Per chi ha seguito il calcio europeo negli ultimi anni, il nome di Olga Kalenchuk dovrebbe evocare immediatamente dei dolcissimi ricordi. Immagini da bordocampo, tanto per cominciare, ma anche microfoni e interviste condotte direttamente dal cuore delle sfide internazionali.

La giornalista ucraina è stata, ed è tuttora, per molti, un volto amatissimo sin da quando ha debuttato a Shakhtar TV, il canale ufficiale del club di Donetsk, per conto del quale ha raccontato partite, campionati e retroscena con una competenza e presenza scenica che l’hanno resa nota anche fuori dai confini ucraini.

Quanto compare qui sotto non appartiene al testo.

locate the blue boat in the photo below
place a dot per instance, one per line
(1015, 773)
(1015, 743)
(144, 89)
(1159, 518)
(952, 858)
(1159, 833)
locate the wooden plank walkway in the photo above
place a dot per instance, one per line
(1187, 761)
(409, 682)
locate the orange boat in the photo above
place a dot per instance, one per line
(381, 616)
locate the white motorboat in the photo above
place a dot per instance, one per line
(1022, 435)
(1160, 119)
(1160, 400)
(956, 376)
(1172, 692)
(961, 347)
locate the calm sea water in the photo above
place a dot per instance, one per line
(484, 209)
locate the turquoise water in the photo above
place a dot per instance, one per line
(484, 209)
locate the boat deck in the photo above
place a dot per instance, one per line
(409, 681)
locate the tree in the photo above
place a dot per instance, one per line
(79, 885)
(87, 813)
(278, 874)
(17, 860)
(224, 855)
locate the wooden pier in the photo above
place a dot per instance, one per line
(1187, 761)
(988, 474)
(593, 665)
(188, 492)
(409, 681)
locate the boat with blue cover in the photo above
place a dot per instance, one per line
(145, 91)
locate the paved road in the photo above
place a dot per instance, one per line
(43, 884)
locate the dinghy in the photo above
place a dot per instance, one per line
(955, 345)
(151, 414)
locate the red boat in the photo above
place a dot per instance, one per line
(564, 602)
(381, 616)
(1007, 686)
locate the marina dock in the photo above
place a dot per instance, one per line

Olga è stata accolta e amata in Italia come fosse una sorta di Diletta Leotta d’Ucraina proprio per il suo modo spettacolare di raccontare il calcio e per quella combinazione seducente di professionalità e bellezza. Ora, a distanza di qualche tempo dalle sue apparizioni più commentate sui campi europei, la Kalenchuk è tornata a far parlare di sé con un post che ha il profumo del ritorno sotto i riflettori.
Olga Kalenchuk, calcio nel cuore
Nel testo pubblicato qualche settimana, fa la giornalista ha scritto che non parlava di calcio da un po’, per poi spiegare che è ancora vivo in lei, però, l’interesse per le competizioni continentali. Un messaggio semplice, diretto, ma carico di nostalgia e fedeltà al pallone europeo.

Ma non è tutto. Negli ultimi giorni Olga ha pubblicato tre foto piene di glamour, in cui indossa un abito bustier elegante e seducente – pizzo, nastri che modellano il décolleté e un taglio da vera protagonista – accompagnato da un messaggio di bilancio tra fine 2025 e inizio 2026.
Ha parlato di gratitudine per l’opportunità di lavorare ai Global Soccer Awards, di essere stata parte del World Sports Summit, di aver rivisto tanti volti noti e di aver fatto nuove amicizie. Ha promesso di condividere altri scorci di queste esperienze nei post successivi. È il ritratto, insomma, di una donna che non ha dimenticato il calcio, ma che ha solo ampliato il proprio raggio d’azione, mischiando sport e stile e regalandosi incursioni in mondi finora inesplorati.